435538 Thermal Stability Predictions As a Tool for Inherently Safer Process Design

Monday, November 9, 2015: 10:18 AM
Salon I (Salt Lake Marriott Downtown at City Creek)
Nadia Baati1, Annik Nanchen2, Francis Stoessel2 and Thierry Meyer1, (1)ISIC-GSCP, EPFL, Lausanne, Switzerland, (2)Swissi Process Safety, Basel, Switzerland

Industrial chemical processes can potentially involve thermal risks, as most of the reactions performed are exothermic, the chemicals used are often thermally unstable, and the operating conditions are set to induce high conversion and throughput. Performing an efficient risk assessment and implementing the proper risk mitigation measures are essential to avoid or at least reduce accidents and their potentially disastrous consequences.

An inherently safe process design needs a rigorous thermal risk assessment. Differential Scanning Calorimetry (DSC) is one of the most used analytical methods employed to determine the thermal stability of compounds and mixtures. It allows determining the thermal decompositions characteristics such as its potential energy release, triggering temperature, and kinetic data. DSC experiments can be considered resource efficient as an experiment can be conducted within hours using samples of few milligrams. However it becomes simply impossible to perform a measurement when an intermediate cannot be isolated, is extremely toxic or is physically unavailable. Moreover, when several tests have to be performed, the time and required resource accumulate. Considering how important this information is, it should not be overlooked and this, even in the absence of practically feasible experiments.

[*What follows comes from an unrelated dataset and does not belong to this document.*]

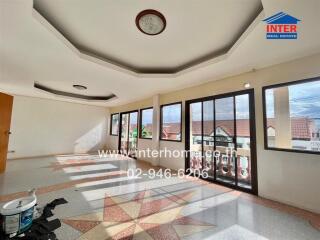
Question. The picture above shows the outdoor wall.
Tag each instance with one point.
(291, 178)
(45, 127)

Predictions would be the appropriate response to such scenario. This work aims at predicting thermograms of pure compounds, resulting from DSC experiments, using their molecular structures as input. The procedure follows three phases:

Firstly, DSC curves are analyzed and decomposed into five key parameters (onset temperature, peak position, amplitude or maximum heat release rate, width and asymmetry). They are studied separately in order to preserve and later recover the full shape of the DSC curve by minimizing the data loss due to data abstraction. Experimental uncertainty is analyzed and sets the qualitative objectives of the simulations.

Secondly, predictive models are developed for a large number of structurally diverse and thermally reactive chemicals. There are mainly two structure-based approaches of data prediction: Group Contribution (GC) models and Quantitative Structure-Property Relationships (QSPR). Herein, both methods are applied in parallel and resulting models are evaluated relatively to the experimental data and compared to each other. Among the various group contributions frameworks available, the Marrero-Gani system was applied to identify simple and complex groups observed within the study set and determine their contributions. As for the QSPR system, the descriptors were generated to encode as many structural aspects as possible with constitutional, topological, electronic and quantum derived descriptors. For both methods, mathematical models built are linear regressions for simplicity purposes.

In the last phase, two levels of modeling are distinguished: firstly the chemicals are studied without structural classification to develop ‘global models’; then, several subsets are created based on structural similarities in order to develop ‘local models’. These two levels of modeling present in one hand a broader range of application and in the other hand a higher predictive accuracy.

This procedure delivers the entire DSC thermal trail whereas usual abstractions only retain onset temperature and enthalpy. The curve’s shape encloses complementary information regarding the thermal behavior of the tested compound as the decomposition kinetics for instance and therefore should not be discarded. In other respects, it is also an opportunity to compare two structural based approaches of model development (QSPR, GC) as they are usually studied separately on different and not comparable datasets.

Simulating the DSC thermograms from the molecular structure offers several advantageous applications in process design. Besides the previously mentioned possibility to predict DSC curves estimations which cannot be experimentally measured, there is also a time benefit. Prediction can be made at a very early stage of the process design. Even when the compound itself might not be available for preliminary testing its thermal behavior could already be anticipated. Moreover, simulations can allow analyzing several alternatives within limited resources, saving them for considering potential substitution of a hazardous compound by a less hazardous one or modification of the process. The substituted product or the initial product of interest -if no suitable substitution is identified- could be further investigated through a tailored and focused testing phase thanks to the predicted estimations. It is also noteworthy that predictive models help avoiding expendable handling of harmful chemicals.

We propose a method relying on molecular-based approaches to predict the thermal stability and how it could be used to identify thermal threats without necessarily facing them. It is important to stress that predictive models should be handled with precaution when applied to sensitive data such as safety related information. They are also limited to pure compounds, whereas thermal stability is affected by its matrix: other compounds in a mixture or solvents. Thus they are not intended to replace proper experimental investigations, but rather be a helpful tool that allows focusing the experimental work on the most critical compounds. The major benefits of such procedures within process design context are mainly to broaden the number of evaluations within given time and resources, an efficiency gain in testing phase with better resource allocation and valuable timing leading to anticipation.